Home Depot (HD -1.77%) announced its first-quarter 2020 earnings results today, and they missed analyst estimates. But looking deeper into the report should make investors feel good, as the additional costs related to COVID-19 were for worker bonuses and other new benefits. Additionally, the home improvement retailer saw sales rise 7% compared to the year-ago quarter, and same-store sales growth came in at a strong 6.4%. 

Though net income missed average analyst estimates by $0.19 per share, the company said the additional employee expenses related to the pandemic cost it $0.60 per diluted share after taxes. 

wood supply aisle at home improvement retailer

Image source: Getty Images.

Those expenses included expanded paid time off for hourly associates that will be paid out if not used by the end of the year, along with additional time off for associates over 65 years of age, or who are at a higher risk. The company also doubled overtime pay, provided weekly bonuses for employees at retail stores and distribution warehouses, and extended other family healthcare benefits. 

CEO and chairman Craig Menear discussed how the company adjusted operations to be able to continue serving customers as an essential business during the ongoing pandemic.
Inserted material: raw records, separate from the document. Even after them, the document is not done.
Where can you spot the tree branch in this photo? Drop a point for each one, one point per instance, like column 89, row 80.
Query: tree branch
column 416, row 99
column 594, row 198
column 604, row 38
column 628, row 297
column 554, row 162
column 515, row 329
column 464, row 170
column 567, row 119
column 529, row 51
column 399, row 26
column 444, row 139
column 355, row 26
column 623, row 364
He said the priorities were "working to ensure the safety and well-being of our associates and customers, and providing our customers and communities with essential products." 

New procedures to support those priorities included revising store hours to increase time for sanitizing and restocking essential products, limiting customer traffic, and canceling the company's Spring Black Friday event to prevent additional store traffic. Home Depot also said it was maintaining its quarterly dividend to shareholders.